Glo1 expression is correlated with differences in anxiety-like behavior in mice as well as behavior in the tail suspension test, which is sensitive to antidepressant drugs; however, the direction of these effects have not always been consistent, which has raised skepticism. Differences in Glo1 expression in mice appear to be caused by a copy number variant that is common among inbred strains of mice. It has been proposed that the behavioral effects of Glo1 are due to the activity of its principal substrate methylglyoxal at GABA_{A} receptors. A small molecule inhibitor of glyoxalase I has been shown to have anxiolytic properties, thus identifying another possible indication for inhibitors of Glyoxalase I.

=== As a drug target ===

Glyoxalase I is a target for the development of pharmaceuticals against bacteria, protozoans (especially Trypanosoma cruzi and the Leishmania) and human cancer. Numerous inhibitors have been developed, most of which share the glutathione moiety.
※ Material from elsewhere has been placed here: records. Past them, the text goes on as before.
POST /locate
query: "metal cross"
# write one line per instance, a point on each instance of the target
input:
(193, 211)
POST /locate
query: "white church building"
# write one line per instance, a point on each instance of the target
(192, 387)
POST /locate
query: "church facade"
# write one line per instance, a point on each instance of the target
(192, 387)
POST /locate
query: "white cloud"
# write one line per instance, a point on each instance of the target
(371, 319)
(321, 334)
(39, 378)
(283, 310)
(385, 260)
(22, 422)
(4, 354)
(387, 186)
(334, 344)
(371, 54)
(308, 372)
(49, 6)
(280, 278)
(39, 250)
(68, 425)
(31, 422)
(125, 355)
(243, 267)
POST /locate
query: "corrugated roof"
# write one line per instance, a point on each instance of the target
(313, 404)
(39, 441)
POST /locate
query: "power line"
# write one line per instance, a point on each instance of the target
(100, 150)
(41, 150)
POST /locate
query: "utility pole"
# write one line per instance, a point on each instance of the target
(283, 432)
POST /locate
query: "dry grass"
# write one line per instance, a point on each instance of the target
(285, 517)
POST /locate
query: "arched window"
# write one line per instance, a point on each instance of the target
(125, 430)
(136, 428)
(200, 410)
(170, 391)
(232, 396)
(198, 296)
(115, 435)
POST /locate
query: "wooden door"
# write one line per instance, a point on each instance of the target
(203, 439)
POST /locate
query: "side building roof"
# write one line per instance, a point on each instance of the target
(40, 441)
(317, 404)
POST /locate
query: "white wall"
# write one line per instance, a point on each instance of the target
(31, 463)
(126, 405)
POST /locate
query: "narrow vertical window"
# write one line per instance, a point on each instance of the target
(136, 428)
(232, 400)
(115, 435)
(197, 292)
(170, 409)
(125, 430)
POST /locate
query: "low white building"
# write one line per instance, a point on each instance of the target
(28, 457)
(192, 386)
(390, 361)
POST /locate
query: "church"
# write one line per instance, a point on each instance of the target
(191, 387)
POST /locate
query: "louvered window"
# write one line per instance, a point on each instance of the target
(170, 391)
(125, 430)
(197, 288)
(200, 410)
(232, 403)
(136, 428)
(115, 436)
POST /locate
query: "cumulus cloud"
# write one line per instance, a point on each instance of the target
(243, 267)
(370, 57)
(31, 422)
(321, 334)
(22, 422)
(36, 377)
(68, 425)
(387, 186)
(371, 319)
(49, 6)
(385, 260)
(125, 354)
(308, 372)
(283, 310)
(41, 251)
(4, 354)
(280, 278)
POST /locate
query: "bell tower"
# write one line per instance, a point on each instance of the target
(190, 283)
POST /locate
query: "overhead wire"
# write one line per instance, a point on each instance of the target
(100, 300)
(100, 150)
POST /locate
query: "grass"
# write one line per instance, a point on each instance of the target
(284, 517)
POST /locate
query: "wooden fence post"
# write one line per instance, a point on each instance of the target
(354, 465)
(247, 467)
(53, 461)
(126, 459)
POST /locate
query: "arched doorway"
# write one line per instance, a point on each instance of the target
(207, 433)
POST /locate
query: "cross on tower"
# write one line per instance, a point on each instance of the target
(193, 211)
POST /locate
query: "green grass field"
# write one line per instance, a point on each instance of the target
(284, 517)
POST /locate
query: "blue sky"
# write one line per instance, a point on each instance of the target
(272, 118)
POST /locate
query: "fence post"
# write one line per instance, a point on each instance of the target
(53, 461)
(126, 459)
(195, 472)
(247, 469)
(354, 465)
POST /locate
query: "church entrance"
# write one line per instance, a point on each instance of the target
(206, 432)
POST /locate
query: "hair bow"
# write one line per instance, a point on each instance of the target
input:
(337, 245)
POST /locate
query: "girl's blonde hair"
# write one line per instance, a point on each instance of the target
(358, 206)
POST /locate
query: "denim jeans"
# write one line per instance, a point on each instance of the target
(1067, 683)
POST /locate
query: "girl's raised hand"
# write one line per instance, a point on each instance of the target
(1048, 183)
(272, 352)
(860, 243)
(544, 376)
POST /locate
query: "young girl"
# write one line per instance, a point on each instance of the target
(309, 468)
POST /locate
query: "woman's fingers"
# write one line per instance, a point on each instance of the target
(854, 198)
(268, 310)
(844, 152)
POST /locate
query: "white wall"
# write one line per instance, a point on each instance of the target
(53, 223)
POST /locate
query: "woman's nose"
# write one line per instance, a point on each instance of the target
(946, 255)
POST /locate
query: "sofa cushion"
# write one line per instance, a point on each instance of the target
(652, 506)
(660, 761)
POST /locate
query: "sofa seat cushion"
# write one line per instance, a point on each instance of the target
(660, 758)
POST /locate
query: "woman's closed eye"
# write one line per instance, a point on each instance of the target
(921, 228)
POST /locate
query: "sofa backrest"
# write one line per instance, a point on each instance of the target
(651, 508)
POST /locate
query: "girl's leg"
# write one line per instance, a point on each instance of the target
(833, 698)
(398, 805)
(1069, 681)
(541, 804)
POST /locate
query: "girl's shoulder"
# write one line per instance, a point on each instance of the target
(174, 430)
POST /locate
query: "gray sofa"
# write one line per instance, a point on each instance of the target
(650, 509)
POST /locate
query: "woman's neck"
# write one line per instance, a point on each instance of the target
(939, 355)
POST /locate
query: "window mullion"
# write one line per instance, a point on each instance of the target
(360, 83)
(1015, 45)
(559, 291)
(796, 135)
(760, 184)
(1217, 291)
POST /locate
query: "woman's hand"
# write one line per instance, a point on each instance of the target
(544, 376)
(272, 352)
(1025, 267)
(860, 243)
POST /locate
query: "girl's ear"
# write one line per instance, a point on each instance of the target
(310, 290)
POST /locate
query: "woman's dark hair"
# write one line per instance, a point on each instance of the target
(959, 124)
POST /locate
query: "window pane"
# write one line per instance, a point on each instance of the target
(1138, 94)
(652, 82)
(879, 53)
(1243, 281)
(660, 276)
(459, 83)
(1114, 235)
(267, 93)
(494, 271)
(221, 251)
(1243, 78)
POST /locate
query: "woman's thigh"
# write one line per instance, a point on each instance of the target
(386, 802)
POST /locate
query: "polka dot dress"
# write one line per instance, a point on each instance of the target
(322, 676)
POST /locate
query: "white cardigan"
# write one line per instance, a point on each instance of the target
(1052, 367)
Among the most tightly binding family of inhibitors to the human enzyme are derivatives of S-(N-aryl-N-hydroxycarbamoyl)glutathione, most notably the p-bromophenyl derivative, which has a dissociation constant of 14 nM. The closest analog of the transition state is believed to be S-(N-hydroxy-N-p-iodophenylcarbamoyl)glutathione; the crystal structure of this compound bound to the human enzyme has been solved to 2 Å resolution (PDB accession code ).

Experiments suggest that methylglyoxal is preferentially toxic to proliferating cells, such as those in cancer.

Recent research demonstrates that GLO1 expression is upregulated in various human malignant tumors including metastatic melanoma.